Meski Boy sudah tidak lagi menjabat struktural penting di PDIP DKI tetapi namanya masih memiliki muatan sosial yang besar. Mengingat, Boy merupakan anak dari Ali Sadikin, gubernur terbaik yang pernah dimiliki ibu kota.
"Muatan sosial Boy tidak main-main. Jadi tergantung ini bagaimana kapitalisasi dari lawan-lawan Ahok," ujarnya.
Qodari meyakini setelah meninggalkan partai banteng, Boy tidak akan langsung menerima tawaran dari partai lain untuk menjadi juru kampanye melawan Ahok di Pilkada DKI.
"Beliau tidak setuju Ahok, beliau mundur. Tapi beliau tetap tidak akan melangkah jauh (pindah partai atau jadi jurkam)," tandas direktur Indobarometer tersebut.

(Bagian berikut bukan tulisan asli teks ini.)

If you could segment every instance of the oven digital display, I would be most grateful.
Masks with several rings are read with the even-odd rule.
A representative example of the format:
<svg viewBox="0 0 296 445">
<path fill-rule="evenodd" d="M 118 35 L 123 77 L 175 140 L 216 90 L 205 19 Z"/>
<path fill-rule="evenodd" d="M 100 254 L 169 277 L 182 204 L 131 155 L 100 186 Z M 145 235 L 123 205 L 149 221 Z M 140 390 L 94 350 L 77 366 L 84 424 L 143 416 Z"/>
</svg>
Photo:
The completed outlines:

Kabar Boy akan hengkang dari PDIP sudah beredar lama. Dia disebut-sebut sebagai tokoh PDIP DKI yang menegaskan akan mundur jika Megawati mengusung Ahok di pilkada. Boy berpandangan kebijakan dan sikap Ahok saat memimpin ibu kota bertolak belakang dengan ideologi PDIP, sehingga tidak
layak diusung kembali sebagai cagub.
Awal
Maret 2016, Boy menyatakan mundur dari posisi ketua DPD PDIP DKI.

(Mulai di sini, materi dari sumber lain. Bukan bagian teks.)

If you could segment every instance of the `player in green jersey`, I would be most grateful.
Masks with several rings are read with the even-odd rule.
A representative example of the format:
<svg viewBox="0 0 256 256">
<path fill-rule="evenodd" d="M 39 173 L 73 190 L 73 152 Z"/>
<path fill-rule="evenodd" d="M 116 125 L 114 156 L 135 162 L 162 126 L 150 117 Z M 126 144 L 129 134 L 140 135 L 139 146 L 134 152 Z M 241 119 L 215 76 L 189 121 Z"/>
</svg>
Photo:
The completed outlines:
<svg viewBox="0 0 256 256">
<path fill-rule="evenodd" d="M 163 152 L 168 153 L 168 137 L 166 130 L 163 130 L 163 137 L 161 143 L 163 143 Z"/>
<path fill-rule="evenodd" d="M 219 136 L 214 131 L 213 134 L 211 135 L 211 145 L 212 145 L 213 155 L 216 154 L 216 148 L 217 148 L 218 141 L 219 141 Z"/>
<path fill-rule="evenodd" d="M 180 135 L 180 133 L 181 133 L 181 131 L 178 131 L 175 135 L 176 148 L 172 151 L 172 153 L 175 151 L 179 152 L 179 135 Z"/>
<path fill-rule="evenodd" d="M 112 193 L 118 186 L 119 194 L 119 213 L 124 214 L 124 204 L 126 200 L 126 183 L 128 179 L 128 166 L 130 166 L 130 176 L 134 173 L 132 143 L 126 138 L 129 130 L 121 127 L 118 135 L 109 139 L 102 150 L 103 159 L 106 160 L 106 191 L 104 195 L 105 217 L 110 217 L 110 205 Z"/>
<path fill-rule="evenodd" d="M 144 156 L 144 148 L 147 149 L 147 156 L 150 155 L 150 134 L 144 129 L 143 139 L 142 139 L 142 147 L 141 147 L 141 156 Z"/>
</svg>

Ketika itu, pengunduran dirinya terkait dengan sikap Fraksi PDIP di
DPRD DKI. Di mana, Boy menganjurkan untuk menolak Raperda tentang Rencana
Zonasi dan Tata Ruang Wilayah Pesisir, Pantai Utara dan Pulau-pulau
Kecil, namun kader PDIP di Kebon Sirih malah setuju dan mendukung
reklamasi. Anjuran Boy agar Fraksi PDIP mendorong dan mengajukan Hak
Menyatakan Pendapat (HMP) terhadap Ahok juga tidak dihiraukan.
Selain
sebagai ketua DPD PDIP DKI, Boy pernah bertugas sebagai ketua Tim
Sukses Jokowi-Ahok di Pilkada DKI 2012 dan sukses menghantarkan PDIP sebagai
pemenang pileg dan pilpres saat 2014 di Jakarta.